But try's the big word. If she's not willing to try, even if she wants you back then it's likely going to be another big disappointment because even if you're willing to be unfulfilled in exchange for keeping her, she'll probably get so frustrated with living with her own follies that she'll scrap the relationship again because a person wanting to end a relationship isn't always rationality-based or worried about justice or accountability. If you really love her, and I understand if you do, then make yourself rock solid so if she changes her mind then you can be foundation for changing herself for the better.
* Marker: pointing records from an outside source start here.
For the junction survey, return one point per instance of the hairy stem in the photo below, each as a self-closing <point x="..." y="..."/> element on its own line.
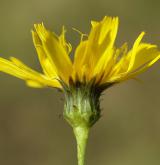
<point x="81" y="134"/>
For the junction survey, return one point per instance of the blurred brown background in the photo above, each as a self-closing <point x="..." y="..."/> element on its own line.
<point x="32" y="131"/>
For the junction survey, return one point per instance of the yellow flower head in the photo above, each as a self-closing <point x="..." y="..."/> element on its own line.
<point x="96" y="58"/>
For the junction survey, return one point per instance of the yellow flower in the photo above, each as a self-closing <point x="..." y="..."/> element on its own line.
<point x="96" y="57"/>
<point x="97" y="64"/>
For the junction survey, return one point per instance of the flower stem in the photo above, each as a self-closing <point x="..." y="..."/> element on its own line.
<point x="81" y="134"/>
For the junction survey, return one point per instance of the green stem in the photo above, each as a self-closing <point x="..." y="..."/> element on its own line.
<point x="81" y="134"/>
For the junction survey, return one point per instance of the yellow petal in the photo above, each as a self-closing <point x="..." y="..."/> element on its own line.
<point x="45" y="62"/>
<point x="133" y="52"/>
<point x="18" y="69"/>
<point x="91" y="52"/>
<point x="54" y="49"/>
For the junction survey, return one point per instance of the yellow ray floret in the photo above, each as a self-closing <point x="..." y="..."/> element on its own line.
<point x="96" y="57"/>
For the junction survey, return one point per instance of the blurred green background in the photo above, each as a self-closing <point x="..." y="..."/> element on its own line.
<point x="32" y="130"/>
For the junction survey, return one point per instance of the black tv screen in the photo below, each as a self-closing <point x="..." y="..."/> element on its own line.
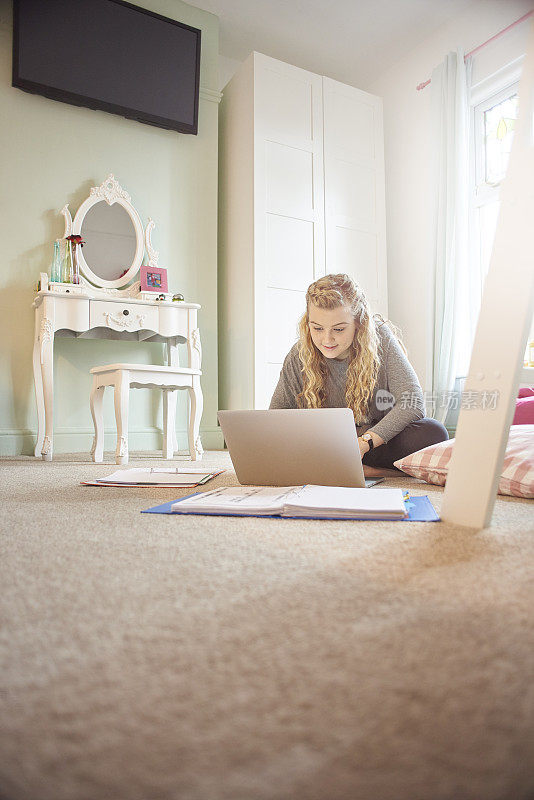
<point x="109" y="55"/>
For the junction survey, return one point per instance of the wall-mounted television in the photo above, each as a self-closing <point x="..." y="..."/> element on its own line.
<point x="109" y="55"/>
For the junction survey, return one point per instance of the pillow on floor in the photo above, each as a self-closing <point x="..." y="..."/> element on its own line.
<point x="431" y="464"/>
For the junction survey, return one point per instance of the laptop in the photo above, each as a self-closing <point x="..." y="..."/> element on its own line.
<point x="291" y="447"/>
And if she doesn't change her mind, then at least you're rock solid now, and it's making your life better anyway!


----------



## Evinrude58 (Jun 16, 2014)

She says she's going to miss you and has two month old divorce papers waiting on your return?

You don't see the dissonance with that?


Her tears are for whatever reason, but not from you leaving.
Don't be confused. Move forward.


----------



## Hopeful Cynic (Apr 27, 2014)

Of course she'll miss the good parts of your relationship. But that doesn't mean the bad parts don't still outweigh them for her.


----------



## GuyInColorado (Dec 26, 2015)

You neglected her sexual needs for 5 years. She's gone, let her go and be happy. Hell, you didn't even tell us about your ED issues until the second post and describe it as "her only good cause to bail". Being able to get erect and bone your wife is one of the main aspects of a marriage. 

Get your health in good order and go find a new woman to start over. It's not that bad, most of us posting in this thread have been there, including me. A clean start and a redo at life is refreshing. A lot of people don't do it and live with regret to their grave. Life is an adventure, where you learn from mistakes and live life to the fullest. Go buy that a new truck or old hot rod, a harley road king, or that Rolex submariner watch that you've been wanting for a while. Good luck!


----------



## ReturntoZero (Aug 31, 2015)

It may seem counterintuitive.

But, drive the divorce - relentlessly.

See what she does.

You give defiant people that they want - UNTIL they tell you they don't want it.

Proceed with confidence.

I have a feeling you'll be surprised by the outcome.


----------